コロナ封鎖のフランス…アジア人差別、「第2波」で再発

■ 新型コロナウイルス「第2波」流行が広がるフランスで、中国系住民への攻撃を促すインターネットの書き込みが相次ぎ、検察が捜査を開始した。今月初めには国会議員100人が、「コロナ禍でアジア系への人種差別が広がっている」と連名書簡で警告し、波紋が広がっている。

中国系を標的とした書き込みは10月28日、マクロン仏大統領が外出禁止令を宣言したのと前後して見つかった。「路上で会った中国人をすべて攻撃せよ」「漫画はやめる。これからはアジア人狩りだ」などと記されていた。パリ検察筋は「人種差別に基づく攻撃挑発の疑いで、捜査を始めた」と明かした。

仏メディアによると、パリ市内で女性が「コロナ禍はお前のせい」と罵倒されて殴られたり、公園で卓球をしていた高校生が襲われたりするケースが相次いで報告されている。
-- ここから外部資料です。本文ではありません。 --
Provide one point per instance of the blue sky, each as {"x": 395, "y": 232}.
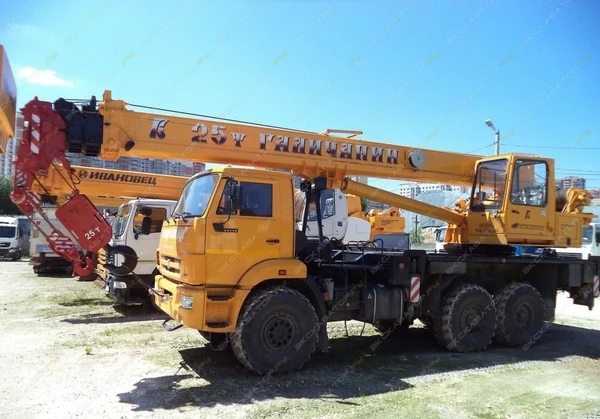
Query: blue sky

パリ内外では今年初めにも、中国での第1波拡大に伴ってアジア系への嫌がらせが急増。マスク姿の女性が遠ざけられたり、中国系経営のすし店に白ペンキがぶちまけられたりするなどの被害が出た。

公開書簡は仏紙「リベラシオン」(電子版)に掲載され、「コロナ流行の第2波で、アジア系がかつてないほど標的にされている」と主張。差別発言が攻撃的になっていることを懸念し、被害防止のため、もしも差別的な行為や発言を見かけたら、当局に届け出るよう訴えた。